Deux cents personnes peut-être, de quatre générations bien comptées, étaient là sous le ciel gris pour un autre des ces spectacles « impromptus » du Festival de musique émergente en Abitibi-Témiscamingue. Impromptu non pas parce que le FME a fait monter la blonde chanteuse et son quintette à la dernière minute, mais parce que l'événement se tenait hors des lieux habituels du FME ; hier, au parc À fleur d'eau, pour fêter l'anniversaire de son établissement par la Société d'horticulture de Rouyn-Noranda et sa présidente, Julienne Cliche. Le FME s'inscrit dans sa ville...

« Nous autres, on a décidé d'arrêter de grandir », nous dira Sandy Boutin, cofondateur et infatigable médiateur de ce festival dont l'aménagement extérieur, sur la 7e rue de Noranda, a été conçu et réalisé avec l'équipe du festival français Les Invites de Villeurbanne, qui se consacre aux arts de la rue... totalement absents du FME. 

« On pourrait remplir des salles plus grandes, rassembler 10 000 personnes dans un parc comme on a déjà fait, mais ça ne serait pas nous. On a déjà mis Ariane Moffatt dans un espace avec 100 personnes ; les gens étaient assis à terre sur des coussins et tout le monde s'en souvient.

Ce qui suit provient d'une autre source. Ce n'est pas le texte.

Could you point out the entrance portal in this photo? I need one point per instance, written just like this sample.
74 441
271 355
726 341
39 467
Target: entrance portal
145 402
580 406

« Le monde debout dans les 5 à 7 dans les bars ou entassé à l'Agora ou au Petit Théâtre, c'est là que se base l'identité de notre festival. » Sur les surprises aussi...

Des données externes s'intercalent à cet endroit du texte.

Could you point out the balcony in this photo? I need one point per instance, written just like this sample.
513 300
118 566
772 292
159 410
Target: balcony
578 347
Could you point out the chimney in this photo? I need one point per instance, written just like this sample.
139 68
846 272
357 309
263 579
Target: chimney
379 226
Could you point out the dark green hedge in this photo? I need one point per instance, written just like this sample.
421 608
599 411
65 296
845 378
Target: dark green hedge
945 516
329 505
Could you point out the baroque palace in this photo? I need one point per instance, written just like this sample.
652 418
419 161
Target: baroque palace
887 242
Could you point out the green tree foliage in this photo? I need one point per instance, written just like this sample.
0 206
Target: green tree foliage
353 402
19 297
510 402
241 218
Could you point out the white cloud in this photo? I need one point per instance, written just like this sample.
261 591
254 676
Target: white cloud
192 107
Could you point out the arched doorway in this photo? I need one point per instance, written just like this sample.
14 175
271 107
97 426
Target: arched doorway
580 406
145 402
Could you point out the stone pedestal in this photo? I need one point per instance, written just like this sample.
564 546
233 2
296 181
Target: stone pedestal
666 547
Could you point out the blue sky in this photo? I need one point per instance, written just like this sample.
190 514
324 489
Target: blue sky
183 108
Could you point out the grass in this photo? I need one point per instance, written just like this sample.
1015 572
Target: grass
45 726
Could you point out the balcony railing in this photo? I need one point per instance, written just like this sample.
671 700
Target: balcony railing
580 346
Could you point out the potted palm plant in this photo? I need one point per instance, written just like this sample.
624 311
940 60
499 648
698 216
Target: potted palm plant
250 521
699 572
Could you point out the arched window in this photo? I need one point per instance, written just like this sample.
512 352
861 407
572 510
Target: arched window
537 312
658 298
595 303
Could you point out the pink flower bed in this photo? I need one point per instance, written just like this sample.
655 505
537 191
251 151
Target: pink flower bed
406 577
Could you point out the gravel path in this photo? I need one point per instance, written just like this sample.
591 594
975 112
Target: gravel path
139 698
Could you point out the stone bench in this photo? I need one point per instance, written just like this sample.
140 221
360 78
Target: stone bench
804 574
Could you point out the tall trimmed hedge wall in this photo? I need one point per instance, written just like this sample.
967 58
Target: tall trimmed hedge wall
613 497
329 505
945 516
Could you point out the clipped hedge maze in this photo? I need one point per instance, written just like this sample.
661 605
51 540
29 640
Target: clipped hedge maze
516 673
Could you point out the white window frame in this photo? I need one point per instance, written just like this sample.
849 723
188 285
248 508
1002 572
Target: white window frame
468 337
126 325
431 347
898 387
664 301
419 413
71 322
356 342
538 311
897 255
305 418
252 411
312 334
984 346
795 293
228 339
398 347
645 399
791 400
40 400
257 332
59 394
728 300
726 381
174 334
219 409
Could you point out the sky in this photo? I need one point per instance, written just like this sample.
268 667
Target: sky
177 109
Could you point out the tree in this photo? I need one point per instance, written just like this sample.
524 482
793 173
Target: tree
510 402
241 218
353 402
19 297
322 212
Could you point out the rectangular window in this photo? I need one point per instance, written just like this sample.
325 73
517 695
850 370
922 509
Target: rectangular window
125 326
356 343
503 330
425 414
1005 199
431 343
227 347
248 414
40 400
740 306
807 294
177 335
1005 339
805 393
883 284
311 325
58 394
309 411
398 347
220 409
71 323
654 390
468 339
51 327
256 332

Pour le directeur du festival de Villeurbanne, Patrick Papelard, la performance de Patrick Watson, il y a quelques années - « Il avait joué dans la rue sur un piano droit déglingué » - constitue LE grand moment de ses visites au FME. Amant des « décalages », M. Papelard, samedi, a savouré la prestation de The Feather, spectacle solo du Belge Thomas Medard (Dan San) que la pluie a poussé du Marché public à l'agora du mail attenant. « Les pépés et les mémés du café du centre commercial étaient ahuris, mais ils ont suivi le spectacle jusqu'au bout. C'était magique ! » The Feather se produit à Montréal demain, au Divan Orange, et mercredi au Cercle de Québec.

Quand Sandy Boutin parle de « salles plus grandes », il faut en fait utiliser le singulier pour désigner la seule grande salle de Rouyn-Noranda : le Théâtre du cuivre, 725 sièges, « le diffuseur majeur en Abitibi-Témiscamingue », selon le site de la ville.

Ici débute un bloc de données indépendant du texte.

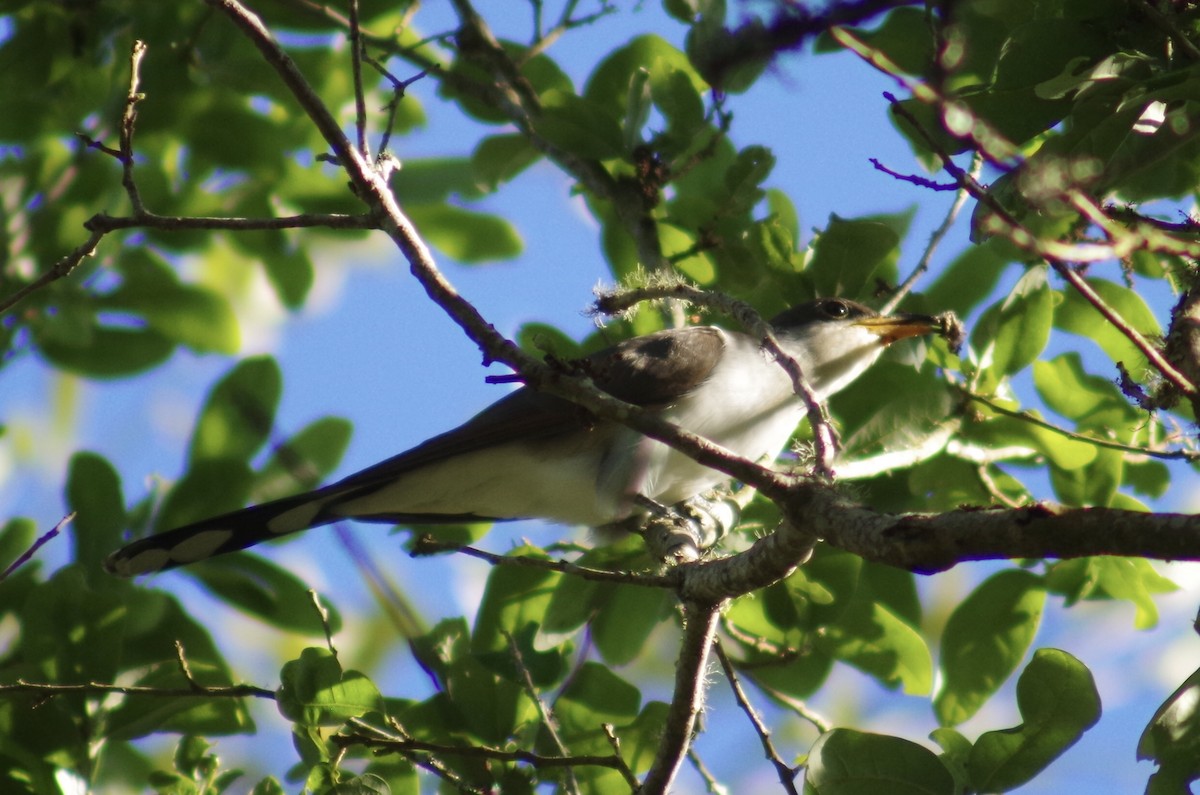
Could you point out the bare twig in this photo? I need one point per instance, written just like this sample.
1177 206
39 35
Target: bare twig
700 627
1168 25
58 270
28 555
102 222
129 121
799 707
610 734
935 240
100 688
1060 255
184 667
711 783
408 745
426 545
1176 455
786 772
323 616
360 106
544 715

Arthur H aurait pu remplir le Théâtre du cuivre à lui seul, samedi soir... Le chanteur français s'est produit en tête d'affiche à l'Agora des arts, une ancienne petite église de 300 places, jubé inclus. Avec les musiciens montréalais qui l'entouraient cet hiver, Arthur H (igelin) y a interprété les pièces du disque qu'il a enregistré l'hiver dernier au centre PHI du Vieux-Montréal, sous l'oeil des webcaméras. Philémon Cimon et Martin Lizotte, excellent dans ses Pianolitudes, complétaient l'affiche à l'Agora.

Les Hay Babies, elles, auraient certainement rempli le Théâtre du cuivre, ce qu'elles feront peut-être au cours de l'année qui vient. Après les files d'attente puis les portes closes à leurs deux spectacles à la Légion, le trio néo-brunswickois a fait flasher bien des invités européens, samedi au « Dîner des pros », où elles ont chanté dans la boîte d'un camion parce qu'il pleuvait à verse. Dans la colonne actuelle de l'émergence, les Hay Babies apparaissent tout en haut avec le CD Mon Homesick Heart

Daniel Bélanger, lui, est passé au Théâtre du cuivre au printemps dernier dans le cadre de sa tournée Chic de ville. Hier, il donnait le 59e et dernier concert de cette tournée rockabilly à l'Agora des arts, dans le spectacle de clôture de ce 12e Festival de musique émergente, qui lui rendait hommage pour l'ensemble de son oeuvre (après Jean-Pierre Ferland en 2012). Peut-être aussi parce que Bélanger, ce « chasseur d'ambiances », n'en finit plus d'émerger avec des musiques nouvelles.

Le prochain grand événement à se tenir à Rouyn-Noranda, capitale culturelle autoproclamée, sera le Festival du cinéma international en Abitibi-Témiscamingue qui, fin octobre au Théâtre du cuivre, rendra hommage à notre ancienne collègue et toujours amie Francine Grimaldi, « pionnière des chroniques culturelles » à la radio de Radio-Canada et « passionnée d'art actuel et émergent ».